もごもごと口を濁したマスターに今度は俺が首をかしげる番
言いにくそうにする彼女の言葉を待って、口をつぐんで右往左往する瞳を見つめる。

うろうろソファーを彷徨っていた視線は、ようやく観念したようにゆっくり俺に戻ってきて、
少しだけ口を尖らせて、拗ねた子供みたいに恥ずかしそうにマスターは口を開いた。



「あのね、昨日からね、ちょっと歯が痛くて…」



歯が痛い その単語に申し訳ないけどちょっと吹き出しそうになった。
ああ、歯医者嫌いなマスターらしいや。 痛いと言えば治療に行けと言われる、と黙っていたのだろう。

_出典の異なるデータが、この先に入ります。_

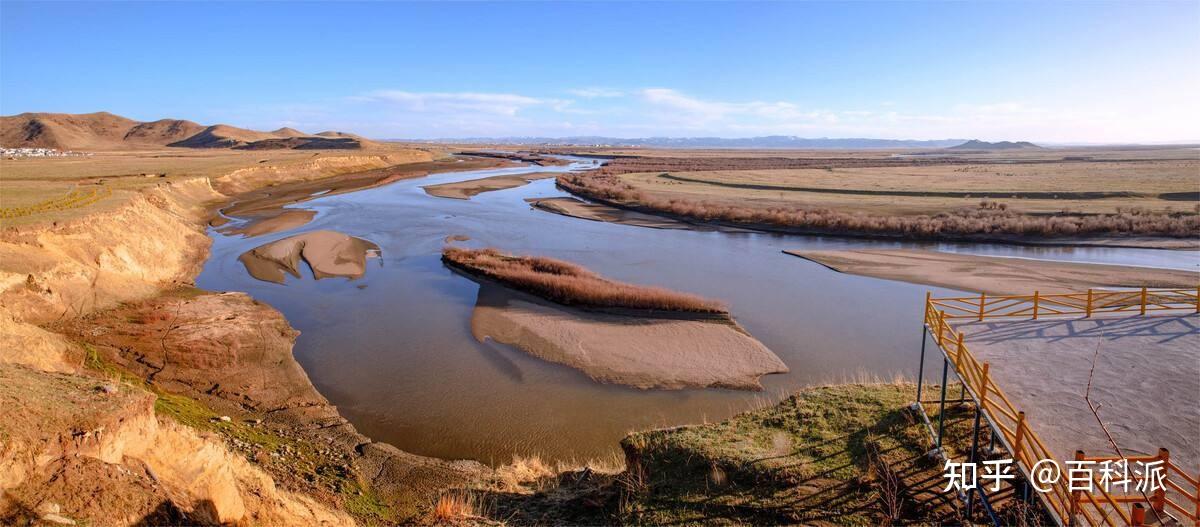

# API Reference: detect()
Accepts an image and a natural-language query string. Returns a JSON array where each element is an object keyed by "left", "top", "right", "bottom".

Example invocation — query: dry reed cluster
[
  {"left": 558, "top": 173, "right": 1200, "bottom": 239},
  {"left": 442, "top": 247, "right": 726, "bottom": 313},
  {"left": 585, "top": 156, "right": 962, "bottom": 174}
]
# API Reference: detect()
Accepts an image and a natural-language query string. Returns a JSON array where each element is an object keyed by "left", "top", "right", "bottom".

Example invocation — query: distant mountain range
[
  {"left": 0, "top": 112, "right": 372, "bottom": 150},
  {"left": 409, "top": 136, "right": 966, "bottom": 149},
  {"left": 947, "top": 139, "right": 1042, "bottom": 150}
]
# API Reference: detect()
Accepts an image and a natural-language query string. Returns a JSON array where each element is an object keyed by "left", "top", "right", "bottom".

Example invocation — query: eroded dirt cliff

俺よりも年上で大人なはずのマスターには、意外とこういう子供っぽいところが多い。
病院が嫌い、注射が嫌い、辛いカレーが嫌い、 などなど。



「ひどいの?」

「…、うん」



眉を下げるマスターの頭を俺はよしよし、と何度も撫でる。
そんな俺にマスターはレンくぅん なんて甘えた声を出して抱きついてきた

明日にでも歯医者に行っておいでよ、そう言う俺に彼女は胸の中でやだって子供みたいに首を振る。
注射されるもん、歯医者キライ 予想通り駄々をこねるマスター
そんな彼女の声を聞きながら、俺は先日テレビでみた話をぼんやり思い出した。




「ねえマスター知ってる?」



虫歯ってキスするとうつっちゃうんだよ。



俺の声にマスターはぴたりと動きを止めた。
レン君にもうつっちゃう?もごもごとマスターは呟く。
ボーカロイドでもうつっちゃうかもね。そういう俺にマスターはうううう、と奇声を発した



「…ついて来てくれる?」


「リンも一緒に3人で行ってあげる」



しばらくの沈黙の後、じゃあ 行く とマスターの拗ねた声が聞こえてきた。
いい子いい子ってまた彼女の髪を撫でる。マスターはもう少しだけ擦り寄った



 もちろん、うつるなんていうのは口からでまかせなんだけれども。